The mental health of homeless children has been a central concern for service providers as well as researchers. The most widely used instrument in homelessness research with children has been the Child Behavior Checklist (CBCL) (Achenbach, 1991; Achenbach and Rescorla, 2001). The CBCL is an instrument that is administered to the parent of a child and assesses the signs (i.e., observable manifestations) as opposed to the symptoms of mental health problems. The CBCL has two versions, one intended for preschoolers and the other for school-age children. Both versions of the CBCL are comprised of specific syndrome scales as well as composite "internalizing" and "externalizing" global scores.3 The internalizing dimension of the CBCL assesses observable behaviors that are indicative of anxiety and depression as well as withdrawn behavior and somatic complaints. The externalizing dimension is derived from items that assess delinquent and/or aggressive behavior in older kids and attention problems and aggressive behavior in younger children. Raw scores on the syndrome and global scales can be converted into T-scores with the mean set to 50. Higher scores are indicative of more problematic behaviors.4
Bassuk and Rosenberg (1990) published the first study comparing homeless and housed children in which the CBCL was employed. Homeless children were enrolled from emergency shelters in Boston during 1985 and a comparison group of families living in low-income housing were interviewed a year later. Bassuk and Rosenberg (1990) used the CBCL to assess children ages 6 to 16 in their study and found that 39 percent of the 31 homeless children and 26 percent of the 54 housed children scored in the clinical range. This difference did not reach statistical significance, most likely a function of the relatively small sample size. Homeless girls had higher scores than homeless boys and older homeless youths (ages 12–16 years) were more likely to score in the clinical range than younger children (ages 6–11 years). A widely used self-report measure of depression, the Children’s Depression Inventory (CDI), was also part of the assessment protocol in this study and homeless children averaged 10.3 on this measure compared to 8.3 for the housed children. While this difference was also not statistically significant, such levels on the CDI are of some clinical significance and represent depressive symptoms of moderate severity.

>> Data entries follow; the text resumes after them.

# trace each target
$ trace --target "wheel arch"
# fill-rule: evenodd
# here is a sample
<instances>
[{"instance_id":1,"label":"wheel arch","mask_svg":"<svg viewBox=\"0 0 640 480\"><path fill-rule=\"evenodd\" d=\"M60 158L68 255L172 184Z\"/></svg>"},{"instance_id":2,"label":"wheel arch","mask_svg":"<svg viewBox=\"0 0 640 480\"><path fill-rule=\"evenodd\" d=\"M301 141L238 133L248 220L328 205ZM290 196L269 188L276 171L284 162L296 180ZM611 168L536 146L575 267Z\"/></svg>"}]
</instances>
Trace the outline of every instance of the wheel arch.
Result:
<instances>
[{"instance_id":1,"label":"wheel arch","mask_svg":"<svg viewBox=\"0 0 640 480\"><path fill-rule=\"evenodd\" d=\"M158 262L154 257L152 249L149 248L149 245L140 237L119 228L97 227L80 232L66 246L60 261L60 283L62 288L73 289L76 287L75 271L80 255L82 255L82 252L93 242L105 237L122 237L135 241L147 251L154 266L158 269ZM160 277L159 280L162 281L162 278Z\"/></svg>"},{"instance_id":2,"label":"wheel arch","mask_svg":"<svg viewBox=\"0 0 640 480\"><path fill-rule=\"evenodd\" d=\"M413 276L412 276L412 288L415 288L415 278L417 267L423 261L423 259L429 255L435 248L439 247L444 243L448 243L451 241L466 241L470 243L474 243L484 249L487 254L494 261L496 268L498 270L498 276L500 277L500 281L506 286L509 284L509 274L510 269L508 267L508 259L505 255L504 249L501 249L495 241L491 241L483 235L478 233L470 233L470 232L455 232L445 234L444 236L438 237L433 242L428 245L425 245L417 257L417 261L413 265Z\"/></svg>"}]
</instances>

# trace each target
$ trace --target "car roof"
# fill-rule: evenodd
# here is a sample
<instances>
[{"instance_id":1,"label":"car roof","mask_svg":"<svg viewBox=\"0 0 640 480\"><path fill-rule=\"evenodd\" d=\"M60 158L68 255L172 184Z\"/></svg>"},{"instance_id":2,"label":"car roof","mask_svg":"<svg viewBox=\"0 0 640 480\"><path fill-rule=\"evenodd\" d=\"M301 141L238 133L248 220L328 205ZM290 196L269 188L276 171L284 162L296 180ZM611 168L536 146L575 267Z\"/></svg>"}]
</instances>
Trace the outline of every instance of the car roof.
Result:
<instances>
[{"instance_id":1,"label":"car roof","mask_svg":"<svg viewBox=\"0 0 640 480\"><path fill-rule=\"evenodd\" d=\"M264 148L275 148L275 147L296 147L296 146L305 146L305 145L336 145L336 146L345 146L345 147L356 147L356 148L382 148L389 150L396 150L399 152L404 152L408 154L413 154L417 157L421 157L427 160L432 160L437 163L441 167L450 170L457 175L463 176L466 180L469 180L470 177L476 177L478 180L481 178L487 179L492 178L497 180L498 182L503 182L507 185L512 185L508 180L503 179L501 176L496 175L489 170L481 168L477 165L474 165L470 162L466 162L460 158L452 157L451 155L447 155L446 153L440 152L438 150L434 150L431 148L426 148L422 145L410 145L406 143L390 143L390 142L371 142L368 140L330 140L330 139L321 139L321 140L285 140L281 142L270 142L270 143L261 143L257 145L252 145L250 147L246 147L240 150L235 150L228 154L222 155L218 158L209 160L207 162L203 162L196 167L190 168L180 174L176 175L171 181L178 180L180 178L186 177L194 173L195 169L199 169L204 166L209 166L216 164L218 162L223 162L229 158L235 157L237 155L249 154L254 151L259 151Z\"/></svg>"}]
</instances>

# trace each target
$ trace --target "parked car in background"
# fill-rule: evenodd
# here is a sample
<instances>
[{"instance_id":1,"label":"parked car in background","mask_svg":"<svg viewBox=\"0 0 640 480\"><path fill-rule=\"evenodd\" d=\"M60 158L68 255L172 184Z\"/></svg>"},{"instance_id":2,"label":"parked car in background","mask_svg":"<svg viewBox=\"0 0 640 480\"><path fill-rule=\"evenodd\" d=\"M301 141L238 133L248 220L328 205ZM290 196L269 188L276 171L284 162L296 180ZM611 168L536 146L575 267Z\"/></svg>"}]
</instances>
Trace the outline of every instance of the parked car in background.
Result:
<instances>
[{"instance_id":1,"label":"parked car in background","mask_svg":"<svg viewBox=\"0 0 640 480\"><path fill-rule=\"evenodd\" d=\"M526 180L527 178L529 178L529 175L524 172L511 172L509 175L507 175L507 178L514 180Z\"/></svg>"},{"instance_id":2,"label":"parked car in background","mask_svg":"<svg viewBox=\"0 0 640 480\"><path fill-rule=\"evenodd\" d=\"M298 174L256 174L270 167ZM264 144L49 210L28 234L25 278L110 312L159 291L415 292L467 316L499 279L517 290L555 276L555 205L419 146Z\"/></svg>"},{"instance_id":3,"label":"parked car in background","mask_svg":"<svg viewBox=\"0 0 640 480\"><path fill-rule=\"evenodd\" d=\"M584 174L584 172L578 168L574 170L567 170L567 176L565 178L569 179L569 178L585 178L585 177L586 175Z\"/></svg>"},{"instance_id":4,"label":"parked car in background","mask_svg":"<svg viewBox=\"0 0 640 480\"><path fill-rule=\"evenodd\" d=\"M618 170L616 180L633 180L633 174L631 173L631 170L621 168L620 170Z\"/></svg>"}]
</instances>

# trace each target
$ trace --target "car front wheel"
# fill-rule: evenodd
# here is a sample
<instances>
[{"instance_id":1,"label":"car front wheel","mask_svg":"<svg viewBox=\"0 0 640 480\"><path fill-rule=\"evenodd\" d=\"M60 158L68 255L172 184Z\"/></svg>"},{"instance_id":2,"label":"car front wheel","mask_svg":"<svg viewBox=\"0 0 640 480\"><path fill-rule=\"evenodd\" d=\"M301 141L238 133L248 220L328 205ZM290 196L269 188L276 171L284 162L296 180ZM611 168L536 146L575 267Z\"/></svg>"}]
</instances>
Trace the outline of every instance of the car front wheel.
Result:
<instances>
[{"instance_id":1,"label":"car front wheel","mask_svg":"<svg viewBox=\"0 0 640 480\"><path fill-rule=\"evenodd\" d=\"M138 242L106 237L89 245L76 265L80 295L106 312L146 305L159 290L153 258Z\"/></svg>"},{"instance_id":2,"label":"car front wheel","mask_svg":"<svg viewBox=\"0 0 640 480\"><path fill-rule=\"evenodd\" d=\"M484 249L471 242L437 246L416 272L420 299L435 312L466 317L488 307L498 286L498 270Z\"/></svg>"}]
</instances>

In Philadelphia during the late 1980s, Rescorla, Parker, and Stolley (1991) conducted a study involving 83 homeless children between the ages of 3 and 12 years who were living in 1 of 13 shelters throughout the city and compared them to 45 children whose families were randomly selected from the waiting room of a pediatric clinic. The children were given an assessment battery that included the CBCL and various measures of cognitive abilities (IQ) and reading achievement. The authors compared preschool and school-age children separately. Across the various indices of intelligence and achievement, homeless children in both age groups scored lower than the clinic group although only some of the differences reached statistical significance. If the study had had a greater sample size, it would have found more differences between the two groups reaching statistical significance. Similarly, on the CBCL, homeless children in both age groups had more elevated indices of internalizing and externalizing problems compared to the clinic enrolled children, with differences particularly acute among the preschool-age children.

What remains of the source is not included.